ALBERT HOURANI: ARABIC THOUGHTIN THE LIBERAL AGE 1798-1939

Oleh: Amhar Rasyid
Jambi, 26 Sept 2025

Assalamu’alaikum wr,wb Bapak2/Ibuk2/Adik2 kawula muda dan Gen Z baik Muslim maupun non-Muslim yang terhormat.

Filosuf Perancis Michelle Foucault pernah mengatakan bahwa sejarah itu memiliki banyak aspek: hal yang harus disadari dalam historiografi, salah satunya adalah aspek tentang pemikiran manusia sebagaimana judul di atas. Arabic Thought in the Liberal Age adalah buku BAGUS, mungkin anda juga punya, buku yang pernah saya baca di tahun 1990an, yang ditulis oleh seorang sarjana Inggeris terkenal asal Libanon bernama Albert Hourani, TERBITAN London: Cambridge University Press, 1983. Buku tersebut antara lain menceritakan bagaimana pemikiran Syeikh Muhammad Abduh dari Mesir berkembang mempengaruhi pemikiran para intelektual Arab DI Timur Tengah pada awal abad ke 20 yang disebutnya sebagai Zaman Liberal. Di dalamnya terdapat nama2 besar seperti Rasyid Ridha, Thaha Husein, Qasim Amin, Farid Wajdi, Thalal al-Fasi,dan lainnya. Karena pembahasan buku tersebut sangat luas, maka akan saya bagi kepada dua tahap: Jumat ini saya batasi untuk membicarakan ide2 Abduh saja, dan Jum’at depan Insyaallah akan saya bahas dampak pemikiran Abduh pada generasi sezamannya.

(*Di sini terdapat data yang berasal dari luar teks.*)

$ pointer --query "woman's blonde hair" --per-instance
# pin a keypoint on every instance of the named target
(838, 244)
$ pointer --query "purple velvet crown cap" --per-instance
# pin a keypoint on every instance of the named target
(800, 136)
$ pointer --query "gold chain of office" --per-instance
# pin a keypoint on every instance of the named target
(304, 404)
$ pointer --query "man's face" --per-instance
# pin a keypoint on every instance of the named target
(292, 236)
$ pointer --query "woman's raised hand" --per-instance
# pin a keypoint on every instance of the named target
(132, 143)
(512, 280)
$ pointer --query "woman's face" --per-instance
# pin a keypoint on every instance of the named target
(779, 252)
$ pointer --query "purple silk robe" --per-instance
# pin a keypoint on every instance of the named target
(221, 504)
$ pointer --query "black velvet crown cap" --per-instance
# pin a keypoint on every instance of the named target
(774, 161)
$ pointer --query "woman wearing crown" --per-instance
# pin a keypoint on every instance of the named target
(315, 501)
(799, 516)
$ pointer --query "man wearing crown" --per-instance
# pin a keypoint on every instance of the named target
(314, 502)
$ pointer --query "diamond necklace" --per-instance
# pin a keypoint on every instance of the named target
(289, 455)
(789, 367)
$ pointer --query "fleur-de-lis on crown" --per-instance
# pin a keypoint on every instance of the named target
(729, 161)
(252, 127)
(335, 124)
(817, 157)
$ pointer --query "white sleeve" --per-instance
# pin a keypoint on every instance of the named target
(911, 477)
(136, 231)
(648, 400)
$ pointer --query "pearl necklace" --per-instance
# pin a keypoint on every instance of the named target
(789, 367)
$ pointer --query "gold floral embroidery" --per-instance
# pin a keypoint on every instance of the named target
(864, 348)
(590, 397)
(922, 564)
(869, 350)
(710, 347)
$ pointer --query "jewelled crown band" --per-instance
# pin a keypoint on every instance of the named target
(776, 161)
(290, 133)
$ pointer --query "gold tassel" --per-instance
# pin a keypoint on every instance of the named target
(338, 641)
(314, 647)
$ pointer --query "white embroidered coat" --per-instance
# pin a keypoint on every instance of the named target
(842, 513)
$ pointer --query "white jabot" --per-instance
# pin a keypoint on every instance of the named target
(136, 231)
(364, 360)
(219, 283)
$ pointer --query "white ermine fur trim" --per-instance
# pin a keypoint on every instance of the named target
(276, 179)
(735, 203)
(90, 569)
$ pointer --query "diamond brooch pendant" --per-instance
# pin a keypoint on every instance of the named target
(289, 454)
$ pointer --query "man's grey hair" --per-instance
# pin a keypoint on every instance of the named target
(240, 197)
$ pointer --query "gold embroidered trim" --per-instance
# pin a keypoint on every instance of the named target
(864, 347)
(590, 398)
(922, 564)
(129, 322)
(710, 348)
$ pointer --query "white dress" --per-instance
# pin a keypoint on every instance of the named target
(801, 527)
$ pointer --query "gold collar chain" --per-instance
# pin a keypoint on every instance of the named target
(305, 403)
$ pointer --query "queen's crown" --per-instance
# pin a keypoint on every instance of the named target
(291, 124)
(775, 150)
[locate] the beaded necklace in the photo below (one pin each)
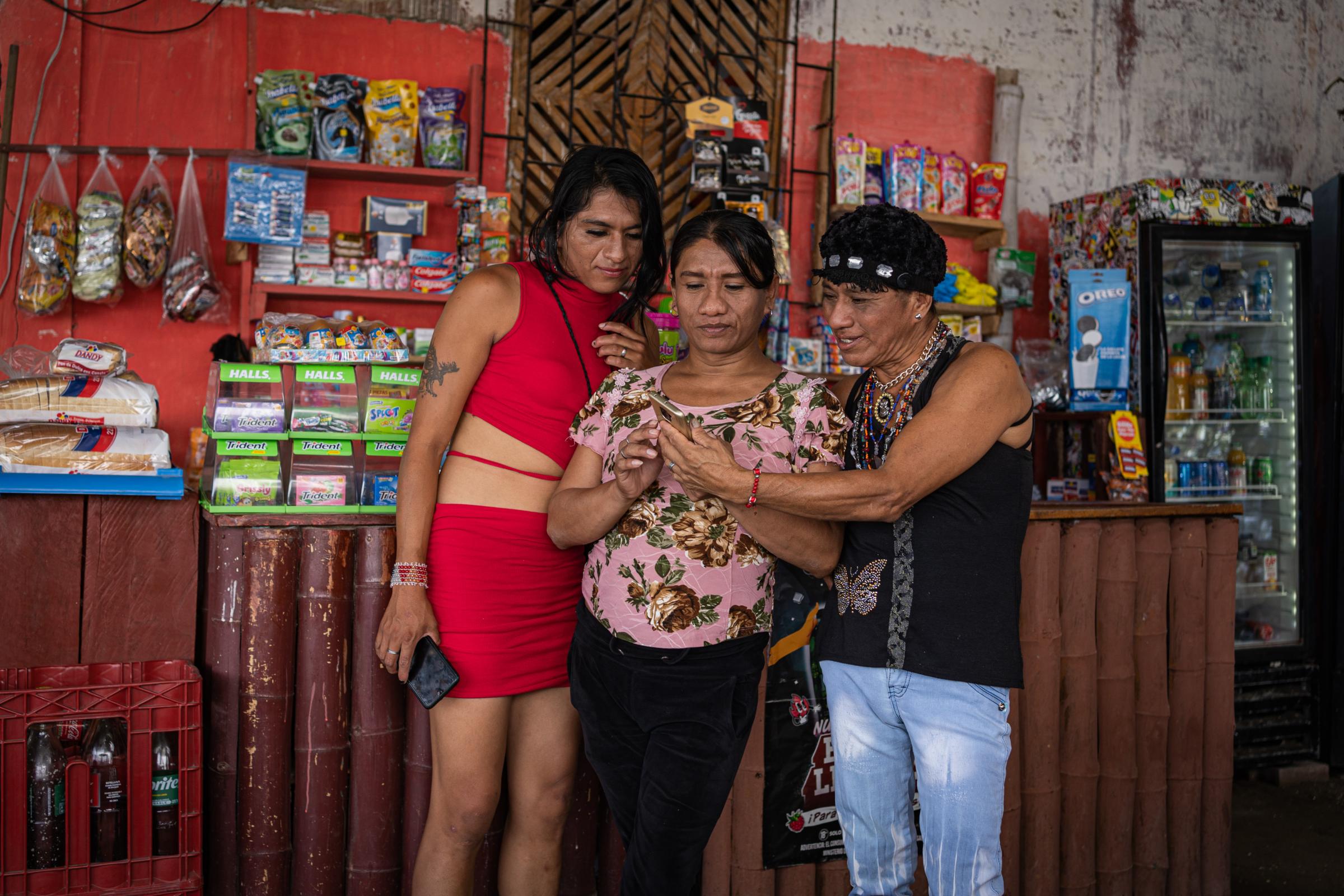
(882, 416)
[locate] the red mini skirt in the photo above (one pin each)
(505, 597)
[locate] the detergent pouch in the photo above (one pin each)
(99, 244)
(391, 112)
(49, 245)
(1099, 340)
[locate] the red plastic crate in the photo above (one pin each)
(151, 698)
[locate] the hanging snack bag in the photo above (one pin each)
(286, 112)
(905, 175)
(99, 244)
(49, 245)
(338, 117)
(192, 289)
(390, 116)
(987, 190)
(442, 129)
(148, 226)
(956, 179)
(931, 182)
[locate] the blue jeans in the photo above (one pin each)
(885, 726)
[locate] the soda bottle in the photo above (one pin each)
(1262, 301)
(46, 799)
(165, 793)
(1237, 469)
(1200, 393)
(105, 752)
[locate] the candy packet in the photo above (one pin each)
(338, 117)
(192, 291)
(442, 128)
(148, 226)
(49, 245)
(931, 182)
(987, 190)
(99, 242)
(390, 116)
(955, 180)
(905, 174)
(286, 112)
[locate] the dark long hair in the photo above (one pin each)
(741, 237)
(588, 171)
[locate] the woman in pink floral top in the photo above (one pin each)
(671, 638)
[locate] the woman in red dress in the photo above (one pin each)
(518, 349)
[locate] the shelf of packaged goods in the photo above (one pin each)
(983, 233)
(1222, 494)
(1273, 416)
(386, 174)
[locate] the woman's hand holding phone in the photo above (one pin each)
(637, 463)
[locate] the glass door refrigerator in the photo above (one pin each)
(1225, 340)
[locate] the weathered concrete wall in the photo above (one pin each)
(1126, 89)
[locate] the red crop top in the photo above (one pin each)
(531, 386)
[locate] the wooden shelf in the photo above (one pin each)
(983, 233)
(386, 174)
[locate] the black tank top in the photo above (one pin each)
(937, 591)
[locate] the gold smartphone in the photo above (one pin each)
(671, 414)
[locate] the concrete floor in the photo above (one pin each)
(1288, 841)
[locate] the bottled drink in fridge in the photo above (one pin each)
(105, 752)
(165, 793)
(1262, 302)
(1178, 388)
(1200, 393)
(46, 799)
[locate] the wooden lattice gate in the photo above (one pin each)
(619, 72)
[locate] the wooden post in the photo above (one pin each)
(1154, 554)
(1220, 719)
(321, 719)
(1039, 632)
(1079, 707)
(378, 731)
(1117, 585)
(267, 704)
(223, 622)
(1186, 745)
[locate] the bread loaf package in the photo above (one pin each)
(50, 448)
(96, 401)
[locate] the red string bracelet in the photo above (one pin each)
(756, 484)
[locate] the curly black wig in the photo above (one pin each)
(882, 235)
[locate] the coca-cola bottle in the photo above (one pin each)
(46, 800)
(165, 793)
(105, 752)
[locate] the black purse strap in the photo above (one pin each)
(565, 315)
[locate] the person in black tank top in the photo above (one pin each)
(918, 642)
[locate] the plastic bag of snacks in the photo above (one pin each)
(192, 289)
(286, 112)
(49, 245)
(956, 180)
(391, 112)
(339, 120)
(148, 226)
(442, 129)
(987, 190)
(99, 242)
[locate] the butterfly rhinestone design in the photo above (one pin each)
(858, 589)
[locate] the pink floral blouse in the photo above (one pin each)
(683, 574)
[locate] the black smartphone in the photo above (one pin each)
(432, 676)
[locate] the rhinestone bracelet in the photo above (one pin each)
(413, 574)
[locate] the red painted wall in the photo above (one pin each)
(192, 89)
(889, 96)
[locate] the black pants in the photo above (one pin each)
(664, 730)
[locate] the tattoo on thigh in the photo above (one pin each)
(435, 371)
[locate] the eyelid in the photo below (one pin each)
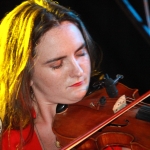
(56, 64)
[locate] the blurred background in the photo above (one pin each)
(121, 28)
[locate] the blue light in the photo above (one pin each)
(132, 10)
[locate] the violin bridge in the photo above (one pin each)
(120, 103)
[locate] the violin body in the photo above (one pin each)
(125, 131)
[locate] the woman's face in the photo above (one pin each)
(62, 68)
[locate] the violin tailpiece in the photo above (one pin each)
(120, 103)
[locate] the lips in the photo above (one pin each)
(77, 84)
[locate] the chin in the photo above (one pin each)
(79, 95)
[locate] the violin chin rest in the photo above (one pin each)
(61, 108)
(144, 113)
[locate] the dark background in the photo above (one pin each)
(126, 49)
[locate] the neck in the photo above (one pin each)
(45, 112)
(43, 125)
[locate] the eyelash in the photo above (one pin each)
(57, 67)
(83, 54)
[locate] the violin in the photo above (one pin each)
(91, 123)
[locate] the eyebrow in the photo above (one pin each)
(62, 57)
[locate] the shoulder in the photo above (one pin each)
(11, 140)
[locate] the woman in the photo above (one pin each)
(46, 59)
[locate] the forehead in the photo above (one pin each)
(62, 37)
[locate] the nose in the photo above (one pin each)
(76, 68)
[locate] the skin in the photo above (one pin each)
(61, 74)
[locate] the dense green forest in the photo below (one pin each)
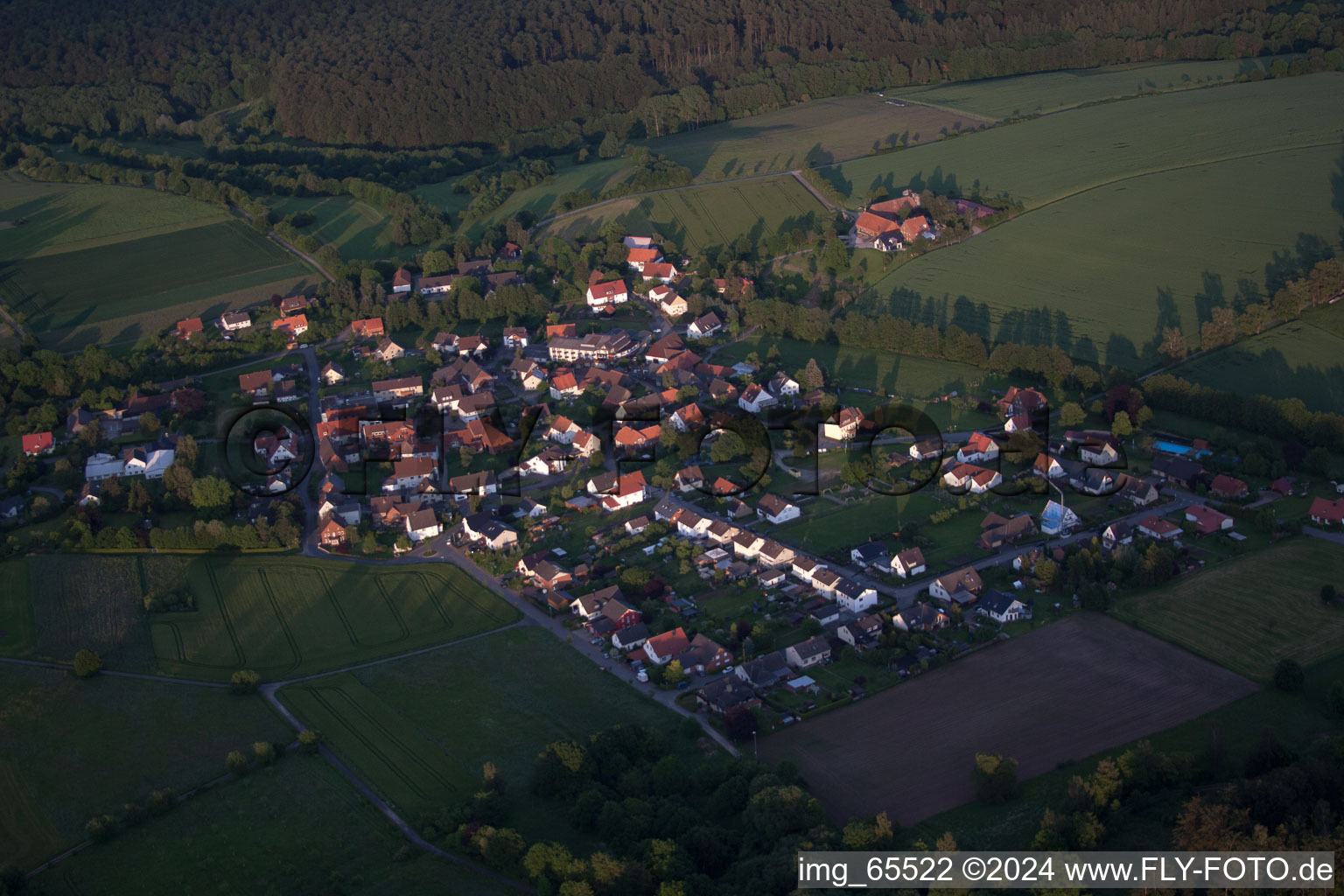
(539, 74)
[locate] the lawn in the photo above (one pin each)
(1058, 90)
(401, 724)
(90, 262)
(897, 375)
(1250, 612)
(70, 748)
(807, 135)
(704, 218)
(285, 617)
(1293, 360)
(292, 828)
(1086, 273)
(1078, 685)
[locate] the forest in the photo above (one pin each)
(539, 74)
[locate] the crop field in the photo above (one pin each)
(889, 373)
(296, 615)
(1065, 690)
(144, 735)
(1293, 360)
(355, 228)
(381, 743)
(1251, 612)
(702, 218)
(399, 724)
(101, 262)
(812, 133)
(89, 602)
(1088, 274)
(296, 826)
(1057, 156)
(1058, 90)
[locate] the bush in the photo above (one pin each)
(995, 778)
(243, 682)
(88, 662)
(1288, 676)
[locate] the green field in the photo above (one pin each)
(1293, 360)
(1058, 90)
(293, 828)
(1251, 612)
(401, 724)
(104, 263)
(70, 748)
(812, 133)
(1093, 276)
(702, 218)
(286, 617)
(902, 375)
(355, 228)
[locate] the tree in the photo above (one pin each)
(88, 662)
(1071, 414)
(243, 682)
(995, 778)
(1121, 426)
(1173, 344)
(1288, 676)
(674, 673)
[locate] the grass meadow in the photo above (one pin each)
(399, 724)
(290, 828)
(101, 263)
(285, 617)
(903, 375)
(701, 218)
(1095, 274)
(1053, 92)
(72, 748)
(1293, 360)
(1251, 612)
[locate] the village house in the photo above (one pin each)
(1002, 607)
(1156, 527)
(604, 296)
(756, 399)
(1208, 520)
(234, 321)
(808, 653)
(776, 509)
(920, 617)
(907, 564)
(704, 326)
(960, 587)
(38, 444)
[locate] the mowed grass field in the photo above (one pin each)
(1293, 360)
(401, 724)
(1100, 261)
(87, 256)
(296, 826)
(72, 748)
(1065, 690)
(1058, 90)
(1251, 612)
(285, 617)
(702, 218)
(812, 133)
(903, 375)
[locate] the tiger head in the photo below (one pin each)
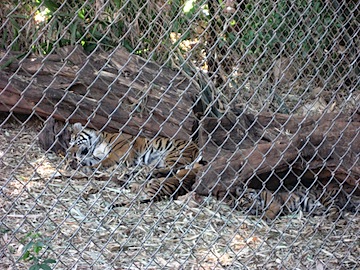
(82, 145)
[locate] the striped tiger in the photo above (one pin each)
(91, 149)
(313, 201)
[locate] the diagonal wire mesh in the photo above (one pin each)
(267, 90)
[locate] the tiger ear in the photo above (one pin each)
(77, 127)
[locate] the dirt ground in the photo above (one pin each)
(43, 203)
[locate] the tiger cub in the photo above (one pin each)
(314, 201)
(91, 149)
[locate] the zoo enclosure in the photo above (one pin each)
(293, 58)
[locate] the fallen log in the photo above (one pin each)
(116, 91)
(290, 151)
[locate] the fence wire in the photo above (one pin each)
(273, 87)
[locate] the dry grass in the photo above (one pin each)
(181, 234)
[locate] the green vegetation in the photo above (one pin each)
(32, 252)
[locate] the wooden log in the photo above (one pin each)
(324, 149)
(115, 91)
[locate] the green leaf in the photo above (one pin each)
(44, 266)
(34, 267)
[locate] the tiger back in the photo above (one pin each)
(92, 148)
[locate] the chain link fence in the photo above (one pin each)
(267, 90)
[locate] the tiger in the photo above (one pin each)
(312, 201)
(91, 149)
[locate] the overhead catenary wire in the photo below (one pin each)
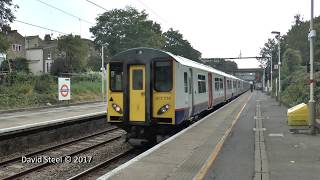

Metode penulisan buku Hourani ini bagus, ia sudah diterjemahkan ke berbagai bahasa selain Arab, dan bagi saya ia adalah buku pertama dalam bahasa Inggeris yang saya baca sampai tamat hingga lecet kertasnya dengan pertolongan membuka kamus Inggeris-Indonesia karangan Hassan Shadili. Kenapa sampai lecet? Ya di masa itu minat baca saya baru tumbuh, kosa kata Inggeris masih terbatas khususnya terkait buku2 akademik, apalagi gaya bahasa pengarang yang sulit untuk dicerna, tetapi saya tak menyerah hingga tamat membacanya. Mahasiswa S2 da S3 Pemikiran Islam harus baca buku ini, buku bagus dan inspiratif. Memang benar kata Prof. Bambang Sugiharto, semakin kita membaca sebuah buku semakin ditariknya kita ke ‘kedalaman’ isi buku tersebut. Semakin menyelam kita ke bawah air, semakin banyak pemandangan indah yang tak cukup dilihat dari permukaan air saja. Cakrawala berpikir kita diasah oleh bacaan kita.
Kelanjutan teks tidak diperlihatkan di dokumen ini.